While the official media have been downplaying the severity of the crisis, many Belarusians have been taking precautions and finding ways to self-isolate — without waiting for decisions from above. The volume of daily weekday traffic in Minsk, for instance, has declined 37.5 percent since the beginning of March.
Is the government stalling for time until the election?
In summer 2020, Alexander Lukashenko will run for his sixth term in office. By not labeling the virus as a threat, the Belarusian government diverts attention from its limited capabilities to assist people in need. The country’s gross domestic product grew just 1.5 percent in 2019, slowing from a 3.05 percent expansion in 2018.
The coronavirus remains the root cause for the growing economic hardships, limiting the government’s vulnerabilities to shared and emotionally charged opportunities for protest mobilization triggered by economic factors.

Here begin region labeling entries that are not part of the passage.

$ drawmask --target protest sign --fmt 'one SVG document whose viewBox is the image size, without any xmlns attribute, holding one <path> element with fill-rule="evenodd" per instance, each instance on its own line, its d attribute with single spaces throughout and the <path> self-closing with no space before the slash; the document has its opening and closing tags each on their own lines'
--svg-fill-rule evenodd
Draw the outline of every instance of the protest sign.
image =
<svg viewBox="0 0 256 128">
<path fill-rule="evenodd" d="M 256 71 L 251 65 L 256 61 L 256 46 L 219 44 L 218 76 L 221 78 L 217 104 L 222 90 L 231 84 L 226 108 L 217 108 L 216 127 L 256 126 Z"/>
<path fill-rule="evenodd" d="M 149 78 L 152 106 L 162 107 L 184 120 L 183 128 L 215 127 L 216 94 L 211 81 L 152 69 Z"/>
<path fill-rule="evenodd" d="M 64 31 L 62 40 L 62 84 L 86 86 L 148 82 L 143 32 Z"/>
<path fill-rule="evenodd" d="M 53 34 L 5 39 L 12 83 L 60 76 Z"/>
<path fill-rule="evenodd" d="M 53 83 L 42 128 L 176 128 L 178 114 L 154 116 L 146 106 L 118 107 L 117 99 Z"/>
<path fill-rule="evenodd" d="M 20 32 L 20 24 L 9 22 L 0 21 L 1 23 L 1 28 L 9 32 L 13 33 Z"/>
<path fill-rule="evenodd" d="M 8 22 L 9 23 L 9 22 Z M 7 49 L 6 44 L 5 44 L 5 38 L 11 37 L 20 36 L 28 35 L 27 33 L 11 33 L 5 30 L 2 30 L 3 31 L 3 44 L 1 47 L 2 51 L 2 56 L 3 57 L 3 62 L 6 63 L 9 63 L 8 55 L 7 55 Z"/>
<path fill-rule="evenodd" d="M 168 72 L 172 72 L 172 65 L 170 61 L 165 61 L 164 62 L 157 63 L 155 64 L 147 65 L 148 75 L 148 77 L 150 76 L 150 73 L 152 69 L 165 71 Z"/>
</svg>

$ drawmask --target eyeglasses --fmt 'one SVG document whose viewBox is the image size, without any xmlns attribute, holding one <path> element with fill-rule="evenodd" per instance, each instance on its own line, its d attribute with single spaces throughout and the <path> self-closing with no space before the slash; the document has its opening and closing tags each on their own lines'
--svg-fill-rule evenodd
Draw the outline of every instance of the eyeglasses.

Moreover, the global pandemic has exacerbated Belarus’s economic problems in a variety of ways, including the appreciation of the dollar and suspension of work by foreign companies. For example, the largest Belarusian passenger car manufacturer — BelGee — has experienced delays in supplies of components for Geely cars from China. The largest windshield factory for Geely is located in Wuhan, the city where the coronavirus originated.

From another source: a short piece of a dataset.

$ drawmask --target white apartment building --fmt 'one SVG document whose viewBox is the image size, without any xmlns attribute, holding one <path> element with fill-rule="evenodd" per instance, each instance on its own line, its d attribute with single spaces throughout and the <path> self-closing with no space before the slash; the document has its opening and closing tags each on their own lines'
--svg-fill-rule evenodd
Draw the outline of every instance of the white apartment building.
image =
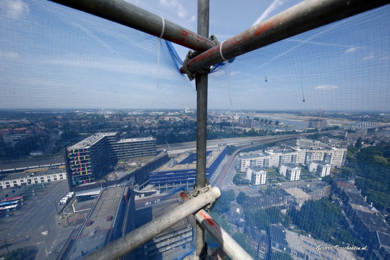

By emphasizing his personal strength, and ability to fight the coronavirus, Lukashenka seems to be avoiding voter attention to the poor handling of the economy. This approach may be aimed at minimizing the chances for protests before the election, and avoiding potential clashes with the opposition and negative reactions from the West.
What does this tell us about autocracies and global threats?

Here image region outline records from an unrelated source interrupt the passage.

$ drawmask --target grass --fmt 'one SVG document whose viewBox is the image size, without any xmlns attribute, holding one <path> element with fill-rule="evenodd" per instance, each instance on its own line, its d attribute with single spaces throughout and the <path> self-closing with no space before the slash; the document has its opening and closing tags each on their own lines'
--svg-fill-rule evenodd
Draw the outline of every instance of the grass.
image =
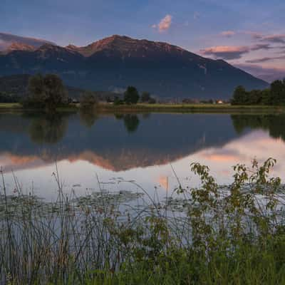
<svg viewBox="0 0 285 285">
<path fill-rule="evenodd" d="M 285 284 L 284 189 L 275 160 L 234 167 L 219 187 L 207 167 L 191 171 L 165 201 L 109 193 L 99 181 L 88 197 L 67 197 L 58 172 L 53 203 L 23 194 L 14 176 L 0 188 L 0 281 L 7 284 Z M 120 182 L 127 182 L 122 180 Z M 177 197 L 177 198 L 174 198 Z"/>
<path fill-rule="evenodd" d="M 71 104 L 68 107 L 60 107 L 58 111 L 76 111 L 80 104 Z M 35 110 L 24 109 L 19 103 L 0 103 L 0 111 L 6 110 Z M 146 104 L 119 105 L 100 103 L 96 110 L 98 113 L 272 113 L 285 112 L 284 106 L 272 105 L 232 105 L 230 104 Z"/>
<path fill-rule="evenodd" d="M 146 104 L 136 105 L 100 104 L 100 111 L 111 112 L 284 112 L 284 106 L 272 105 L 232 105 L 231 104 Z"/>
</svg>

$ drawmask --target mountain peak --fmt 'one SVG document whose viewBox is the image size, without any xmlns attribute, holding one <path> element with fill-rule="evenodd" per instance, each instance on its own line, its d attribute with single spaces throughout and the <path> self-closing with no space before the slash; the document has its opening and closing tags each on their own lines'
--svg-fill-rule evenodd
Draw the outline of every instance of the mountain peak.
<svg viewBox="0 0 285 285">
<path fill-rule="evenodd" d="M 113 35 L 101 40 L 95 41 L 86 46 L 78 47 L 73 45 L 66 46 L 66 48 L 77 51 L 86 57 L 89 57 L 95 53 L 108 51 L 119 53 L 122 56 L 141 57 L 147 53 L 183 53 L 188 52 L 182 48 L 172 46 L 167 43 L 150 41 L 146 39 L 135 39 L 126 36 Z"/>
</svg>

Political scientists Steven Levitsky and Daniel Ziblatt suggest autocratic-minded leaders profit from crises, because emergencies present great opportunities to claim extraordinary powers. In a recent article Declan Walsh suggests the world’s autocrats are turning to their “tried-and-tested tool kits” to exert total control over the chaotic situation with the coronavirus.
What’s happening in Belarus suggests governments with concentrated power are interested in maintaining their image and preserving their power, even if their responses are not an efficient or effective way of addressing the coronavirus problems. But their responses depend on the available resources, as well as each country’s geopolitical situation.
For many years, state propaganda has shaped the image of Lukashenka as a guarantor of order and Belarus as an island of peace and stability amid the disasters raging in the world — like the global economic crisis or Russia’s annexation of Crimea.
Lukashenka appears determined to continue to project this image. Here’s an example: While professional sports are shut down throughout the world, the Belarusian Premier League continues to broadcast its soccer games.
However, to preserve power, Lukashenka has to navigate between maintaining relations with the West against Moscow’s demands for deeper integration, Belarus’s weak economy, the coming presidential election and a history of brutal crackdowns on the opposition.
By officially denying the covid-19 danger while benefiting from other countries’ response to the coronavirus — and with Belarusians promoting social distancing despite Lukashenka’s denials — the Belarusian government has been limiting attention to its inability to deliver economic relief to those in need on the eve of the presidential election. If the pandemic threat resolves before the presidential election, then the government will be able to credit itself with the successful fight against the coronavirus. And if the pandemic continues longer, this approach could well backfire, triggering popular unrest in the country, and jeopardizing relations with the West.
Tatsiana Kulakevich is a visiting assistant professor of quantitative research methods at University of South Florida School of Interdisciplinary Global Studies and research fellow at USF Institute on Russia.